Evaluate multiple traces and compute aggregate statistics.

Runs the inner evaluator on each trace, collects scores, and computes mean, standard deviation, median, percentiles, and a 95% confidence interval.

Parameters:

Name Type Description Default
test_case TestCase

The test case specification.

required
traces Sequence[Trace]

Pre-collected traces to evaluate.

required

Returns:

Type Description
StatisticalSummary

A statistical summary of the score distribution.

Source code in src/agentprobe/eval/statistical.py
async def evaluate_multiple(
    self,
    test_case: TestCase,
    traces: Sequence[Trace],
) -> StatisticalSummary:
    """Evaluate multiple traces and compute aggregate statistics.

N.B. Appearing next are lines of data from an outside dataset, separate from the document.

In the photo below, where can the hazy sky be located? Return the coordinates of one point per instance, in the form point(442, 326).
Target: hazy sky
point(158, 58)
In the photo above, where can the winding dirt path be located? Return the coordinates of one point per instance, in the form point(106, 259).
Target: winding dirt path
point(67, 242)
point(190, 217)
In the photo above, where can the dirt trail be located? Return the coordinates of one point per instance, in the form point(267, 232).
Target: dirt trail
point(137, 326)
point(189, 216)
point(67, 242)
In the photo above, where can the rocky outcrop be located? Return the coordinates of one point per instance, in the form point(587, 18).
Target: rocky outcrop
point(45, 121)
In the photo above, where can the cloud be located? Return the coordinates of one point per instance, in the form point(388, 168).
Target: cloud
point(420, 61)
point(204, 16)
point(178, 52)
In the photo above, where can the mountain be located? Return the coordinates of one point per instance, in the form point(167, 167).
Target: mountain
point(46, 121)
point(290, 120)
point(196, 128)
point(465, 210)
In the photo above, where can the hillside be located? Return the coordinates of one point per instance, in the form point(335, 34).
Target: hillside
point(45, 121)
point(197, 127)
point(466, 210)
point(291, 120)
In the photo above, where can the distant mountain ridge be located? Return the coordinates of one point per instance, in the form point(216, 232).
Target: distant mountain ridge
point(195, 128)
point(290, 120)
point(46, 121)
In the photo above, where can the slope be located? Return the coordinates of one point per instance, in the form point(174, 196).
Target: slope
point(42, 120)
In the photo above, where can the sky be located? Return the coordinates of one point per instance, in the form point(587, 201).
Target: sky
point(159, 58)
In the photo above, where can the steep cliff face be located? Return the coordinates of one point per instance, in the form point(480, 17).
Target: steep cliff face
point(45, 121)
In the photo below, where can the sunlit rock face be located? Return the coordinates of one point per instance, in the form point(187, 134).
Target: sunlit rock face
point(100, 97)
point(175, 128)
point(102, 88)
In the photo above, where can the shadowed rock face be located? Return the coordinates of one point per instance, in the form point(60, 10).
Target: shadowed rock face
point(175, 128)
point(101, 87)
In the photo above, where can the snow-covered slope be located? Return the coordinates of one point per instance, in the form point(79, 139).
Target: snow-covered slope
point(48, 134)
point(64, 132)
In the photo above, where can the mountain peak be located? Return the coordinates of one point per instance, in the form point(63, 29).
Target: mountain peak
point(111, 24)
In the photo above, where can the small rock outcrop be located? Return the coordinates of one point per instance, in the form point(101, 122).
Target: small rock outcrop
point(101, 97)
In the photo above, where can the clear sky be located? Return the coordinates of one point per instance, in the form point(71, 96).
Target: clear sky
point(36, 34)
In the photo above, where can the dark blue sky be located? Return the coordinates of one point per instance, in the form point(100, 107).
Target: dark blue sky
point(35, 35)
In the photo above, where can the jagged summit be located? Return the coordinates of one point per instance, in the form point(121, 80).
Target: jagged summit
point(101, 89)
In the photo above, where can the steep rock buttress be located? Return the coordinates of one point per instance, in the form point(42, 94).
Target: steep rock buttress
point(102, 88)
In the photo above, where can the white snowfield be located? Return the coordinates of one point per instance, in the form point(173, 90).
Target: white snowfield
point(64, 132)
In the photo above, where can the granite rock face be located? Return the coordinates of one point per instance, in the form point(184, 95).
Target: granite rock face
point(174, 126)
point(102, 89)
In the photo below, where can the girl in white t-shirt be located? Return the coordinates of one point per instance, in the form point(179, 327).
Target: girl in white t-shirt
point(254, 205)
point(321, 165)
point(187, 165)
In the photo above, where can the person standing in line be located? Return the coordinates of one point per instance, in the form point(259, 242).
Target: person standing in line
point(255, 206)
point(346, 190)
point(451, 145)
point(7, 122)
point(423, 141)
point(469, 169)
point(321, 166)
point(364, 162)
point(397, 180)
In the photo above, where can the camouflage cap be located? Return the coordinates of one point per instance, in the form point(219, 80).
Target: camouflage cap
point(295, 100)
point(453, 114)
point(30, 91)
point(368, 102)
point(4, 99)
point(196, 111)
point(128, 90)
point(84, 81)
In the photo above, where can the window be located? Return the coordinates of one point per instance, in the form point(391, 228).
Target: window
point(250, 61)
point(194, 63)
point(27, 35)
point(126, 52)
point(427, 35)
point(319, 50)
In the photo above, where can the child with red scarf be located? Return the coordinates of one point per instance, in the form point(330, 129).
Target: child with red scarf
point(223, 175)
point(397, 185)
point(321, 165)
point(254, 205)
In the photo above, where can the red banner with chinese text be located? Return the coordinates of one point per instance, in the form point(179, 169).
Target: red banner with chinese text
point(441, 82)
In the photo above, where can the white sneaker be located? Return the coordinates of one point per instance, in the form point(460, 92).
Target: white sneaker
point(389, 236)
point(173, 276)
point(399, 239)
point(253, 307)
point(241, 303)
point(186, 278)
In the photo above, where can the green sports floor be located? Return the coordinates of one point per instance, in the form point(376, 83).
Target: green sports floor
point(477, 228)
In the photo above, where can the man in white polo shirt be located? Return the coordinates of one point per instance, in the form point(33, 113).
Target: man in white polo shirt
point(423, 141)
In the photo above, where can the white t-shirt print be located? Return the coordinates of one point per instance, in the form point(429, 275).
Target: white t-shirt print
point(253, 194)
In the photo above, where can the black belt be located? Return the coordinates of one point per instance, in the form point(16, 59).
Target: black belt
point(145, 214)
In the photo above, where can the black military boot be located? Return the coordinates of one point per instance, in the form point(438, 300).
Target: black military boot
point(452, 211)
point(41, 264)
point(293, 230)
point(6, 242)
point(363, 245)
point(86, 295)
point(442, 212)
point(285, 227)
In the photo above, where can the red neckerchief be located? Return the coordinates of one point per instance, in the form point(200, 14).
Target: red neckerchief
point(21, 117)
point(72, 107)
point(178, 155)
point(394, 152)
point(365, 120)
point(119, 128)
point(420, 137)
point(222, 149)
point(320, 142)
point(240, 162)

    Runs the inner evaluator on each trace, collects scores, and
    computes mean, standard deviation, median, percentiles, and
    a 95% confidence interval.

    Args:
        test_case: The test case specification.
        traces: Pre-collected traces to evaluate.

    Returns:
        A statistical summary of the score distribution.
    """
    scores: list[float] = []
    for trace in traces:
        result = await self._inner.evaluate(test_case, trace)
        scores.append(result.score)

    if not scores:
        return StatisticalSummary(
            evaluator_name=self.name,
            sample_count=1,
            scores=(0.0,),
            mean=0.0,
            std_dev=0.0,
            median=0.0,
            p5=0.0,
            p95=0.0,
            ci_lower=0.0,
            ci_upper=0.0,
        )

    n = len(scores)
    mean = statistics.mean(scores)
    std_dev = statistics.stdev(scores) if n > 1 else 0.0

    sorted_scores = sorted(scores)
    median = statistics.median(sorted_scores)
    p5 = _percentile(sorted_scores, 5)
    p95 = _percentile(sorted_scores, 95)

    # 95% confidence interval using t-distribution approximation
    if n > 1:
        se = std_dev / math.sqrt(n)
        # Approximate t-value for 95% CI (use 1.96 for large n)
        t_val = 1.96
        ci_lower = max(0.0, mean - t_val * se)
        ci_upper = min(1.0, mean + t_val * se)
    else:
        ci_lower = mean
        ci_upper = mean

    return StatisticalSummary(
        evaluator_name=self.name,
        sample_count=n,
        scores=tuple(scores),
        mean=round(mean, 6),
        std_dev=round(std_dev, 6),
        median=round(median, 6),
        p5=round(p5, 6),
        p95=round(p95, 6),
        ci_lower=round(ci_lower, 6),
        ci_upper=round(ci_upper, 6),
    )

summary_to_eval_result(summary)

Convert a statistical summary into a standard EvalResult.

Parameters:

Name Type Description Default
summary StatisticalSummary

The summary to convert.

required

Returns:

Type Description
EvalResult

An EvalResult with the mean score and appropriate verdict.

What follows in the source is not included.